ACCORDING to a recent survey, the number of people falling into the higher rate tax bracket has increased significantly over the last few years, despite difficult economic conditions.
The increase is put down to a combination of the rise in income coupled with a real decrease in the threshold at which higher rate tax applies.
Currently, higher rate tax applies where a person’s total gross income exceeds £42,475. In the last Budget, this threshold will reduce to £41,450 from April, 2013, potentially increasing the number of higher rate taxpayers still further.
There are a number of ways individuals can mitigate their tax bills.
For married couples, it would be sensible to review the assets of each spouse to see if transfers can be made from one to the other to ensure personal allowances are not wasted and basic rate tax bands are utilised as far as possible.
Assets transferred between spouses are done so on a no gain/no loss basis which may also reduce a couple’s overall tax bill on their sale as both will then be entitled to a Capital Gains Tax exemption of £10,600 for 2012/13. Unused allowances and rate bands cannot be carried to a subsequent year. Due consideration should always be given to any commercial or other risks in identifying such transactions particularly with business assets qualifying for Entrepreneurs’ Relief which could be jeopardised.
Switching savings into an ISA can build up a tax-free fund; the maximum investment is £10,680 of which £5,340 can be held as cash on deposit.
Paying personal pension contributions as well as making charitable Gift Aid donations can be useful in obtaining higher rate tax relief. Where such donations are already made by a married couple, it would seem sensible for these to be paid by the spouse who is the highest rate taxpayer as they are able to obtain the optimum relief for these payments, without affecting the tax position of the charity.
If you are employed, your employer might offer a salary sacrifice option to say boost pension savings or to help towards the cost of childcare.
The salary sacrifice can help mitigate tax bills but they will need to be correctly structured to be effective.

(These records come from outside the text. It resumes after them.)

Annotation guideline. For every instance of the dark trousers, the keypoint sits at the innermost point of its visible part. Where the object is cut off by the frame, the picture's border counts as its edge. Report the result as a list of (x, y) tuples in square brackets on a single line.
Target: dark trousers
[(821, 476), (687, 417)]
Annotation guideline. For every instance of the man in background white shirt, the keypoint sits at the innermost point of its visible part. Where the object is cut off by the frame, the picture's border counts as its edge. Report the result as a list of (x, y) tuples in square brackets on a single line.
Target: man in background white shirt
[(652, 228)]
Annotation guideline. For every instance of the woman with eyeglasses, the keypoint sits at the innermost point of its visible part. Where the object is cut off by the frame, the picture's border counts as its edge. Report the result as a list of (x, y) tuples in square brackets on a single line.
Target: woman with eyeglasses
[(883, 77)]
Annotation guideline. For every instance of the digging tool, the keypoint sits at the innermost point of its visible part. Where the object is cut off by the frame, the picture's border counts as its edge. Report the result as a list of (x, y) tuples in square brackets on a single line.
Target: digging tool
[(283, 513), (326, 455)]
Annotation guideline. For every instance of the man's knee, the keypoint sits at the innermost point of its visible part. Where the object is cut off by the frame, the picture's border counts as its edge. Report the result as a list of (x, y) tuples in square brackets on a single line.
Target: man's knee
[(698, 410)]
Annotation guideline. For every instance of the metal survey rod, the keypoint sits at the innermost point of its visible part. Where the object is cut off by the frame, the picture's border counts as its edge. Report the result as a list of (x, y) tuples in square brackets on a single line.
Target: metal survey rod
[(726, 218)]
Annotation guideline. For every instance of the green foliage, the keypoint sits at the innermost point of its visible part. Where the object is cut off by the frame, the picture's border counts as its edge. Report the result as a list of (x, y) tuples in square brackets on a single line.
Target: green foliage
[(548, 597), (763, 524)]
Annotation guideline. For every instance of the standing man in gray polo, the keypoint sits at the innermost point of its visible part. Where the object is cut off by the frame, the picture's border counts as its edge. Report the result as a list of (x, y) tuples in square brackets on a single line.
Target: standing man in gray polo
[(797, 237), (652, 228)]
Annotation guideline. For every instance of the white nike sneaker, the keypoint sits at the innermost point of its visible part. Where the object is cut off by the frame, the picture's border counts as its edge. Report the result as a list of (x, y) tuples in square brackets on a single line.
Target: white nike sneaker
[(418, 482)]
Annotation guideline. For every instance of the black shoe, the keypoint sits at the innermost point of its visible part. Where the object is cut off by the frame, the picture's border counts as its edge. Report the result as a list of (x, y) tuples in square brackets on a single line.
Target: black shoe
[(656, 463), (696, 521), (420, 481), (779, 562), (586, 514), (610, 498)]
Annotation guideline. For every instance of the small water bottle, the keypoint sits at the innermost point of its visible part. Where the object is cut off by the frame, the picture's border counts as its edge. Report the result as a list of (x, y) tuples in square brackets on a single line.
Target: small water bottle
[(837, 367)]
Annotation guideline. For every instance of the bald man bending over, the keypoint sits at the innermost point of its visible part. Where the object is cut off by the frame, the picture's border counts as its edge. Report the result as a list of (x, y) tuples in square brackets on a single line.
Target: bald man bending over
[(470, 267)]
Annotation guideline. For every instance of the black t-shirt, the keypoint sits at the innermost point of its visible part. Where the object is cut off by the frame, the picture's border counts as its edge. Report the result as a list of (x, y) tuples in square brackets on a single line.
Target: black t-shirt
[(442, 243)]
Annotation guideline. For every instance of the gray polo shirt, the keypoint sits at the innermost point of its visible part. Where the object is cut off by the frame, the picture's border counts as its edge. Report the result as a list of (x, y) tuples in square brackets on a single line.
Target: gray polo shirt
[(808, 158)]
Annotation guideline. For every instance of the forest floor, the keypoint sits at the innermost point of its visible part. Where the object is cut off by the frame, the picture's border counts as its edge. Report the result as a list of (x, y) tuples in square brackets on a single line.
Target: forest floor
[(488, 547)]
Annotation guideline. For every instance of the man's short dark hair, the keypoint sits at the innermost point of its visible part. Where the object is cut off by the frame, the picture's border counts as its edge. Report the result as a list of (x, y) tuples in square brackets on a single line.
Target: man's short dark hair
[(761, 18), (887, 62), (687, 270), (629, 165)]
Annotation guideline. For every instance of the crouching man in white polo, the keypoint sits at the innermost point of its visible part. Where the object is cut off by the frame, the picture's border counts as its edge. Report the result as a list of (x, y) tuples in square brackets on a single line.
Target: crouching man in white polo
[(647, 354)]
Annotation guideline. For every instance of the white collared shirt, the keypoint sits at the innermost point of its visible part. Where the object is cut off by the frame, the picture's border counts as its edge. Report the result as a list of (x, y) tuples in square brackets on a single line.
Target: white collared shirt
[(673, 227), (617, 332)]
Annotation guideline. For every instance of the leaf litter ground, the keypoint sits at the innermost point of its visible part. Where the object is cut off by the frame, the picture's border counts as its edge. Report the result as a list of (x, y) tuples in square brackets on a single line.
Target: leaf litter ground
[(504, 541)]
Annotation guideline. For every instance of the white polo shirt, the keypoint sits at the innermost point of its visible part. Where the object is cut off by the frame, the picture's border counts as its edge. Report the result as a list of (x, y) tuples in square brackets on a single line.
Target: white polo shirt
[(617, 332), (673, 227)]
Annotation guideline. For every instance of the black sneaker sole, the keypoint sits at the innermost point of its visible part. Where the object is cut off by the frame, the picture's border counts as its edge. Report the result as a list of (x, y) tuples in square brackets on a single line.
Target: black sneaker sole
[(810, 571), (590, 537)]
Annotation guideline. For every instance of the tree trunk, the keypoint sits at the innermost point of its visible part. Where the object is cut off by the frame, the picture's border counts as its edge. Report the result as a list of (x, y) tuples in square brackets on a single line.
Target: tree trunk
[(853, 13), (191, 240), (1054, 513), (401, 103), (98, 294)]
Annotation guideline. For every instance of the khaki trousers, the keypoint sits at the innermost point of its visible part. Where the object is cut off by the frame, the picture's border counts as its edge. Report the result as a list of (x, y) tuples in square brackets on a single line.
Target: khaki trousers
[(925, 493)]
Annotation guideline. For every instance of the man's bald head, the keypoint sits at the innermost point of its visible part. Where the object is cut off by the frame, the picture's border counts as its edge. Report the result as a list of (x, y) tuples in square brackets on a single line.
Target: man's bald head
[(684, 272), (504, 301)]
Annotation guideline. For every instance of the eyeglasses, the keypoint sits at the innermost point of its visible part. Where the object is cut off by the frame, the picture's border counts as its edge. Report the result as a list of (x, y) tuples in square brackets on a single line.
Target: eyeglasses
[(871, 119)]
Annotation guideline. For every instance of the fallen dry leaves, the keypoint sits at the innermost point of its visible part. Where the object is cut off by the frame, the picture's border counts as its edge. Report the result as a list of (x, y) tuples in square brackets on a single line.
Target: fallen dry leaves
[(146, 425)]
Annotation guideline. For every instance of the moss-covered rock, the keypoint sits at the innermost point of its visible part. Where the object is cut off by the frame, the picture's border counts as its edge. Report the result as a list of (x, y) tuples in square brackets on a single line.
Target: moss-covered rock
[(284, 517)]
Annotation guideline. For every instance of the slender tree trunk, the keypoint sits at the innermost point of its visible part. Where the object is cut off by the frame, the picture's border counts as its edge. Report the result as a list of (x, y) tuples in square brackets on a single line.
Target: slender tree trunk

As mentioned in my last article, from January 7, 2013, a tax charge will apply to an individual whose income falls between £50,000 and £60,000 where they or their partner are in receipt of Child Benefit. The charge will be 1% of the full Child Benefit award for each £100 of income within this range. For instance, a Child Benefit recipient with two children would get £1,752. If their adjusted net income is £54,000, the income tax charge will be £700.80. The charge on taxpayers with income above £60,000 will be equal to the amount of Child Benefit paid.
Making use of some of the above mentioned ideas can help mitigate higher rate tax bills as well as possibly protecting entitlement to Child Benefit.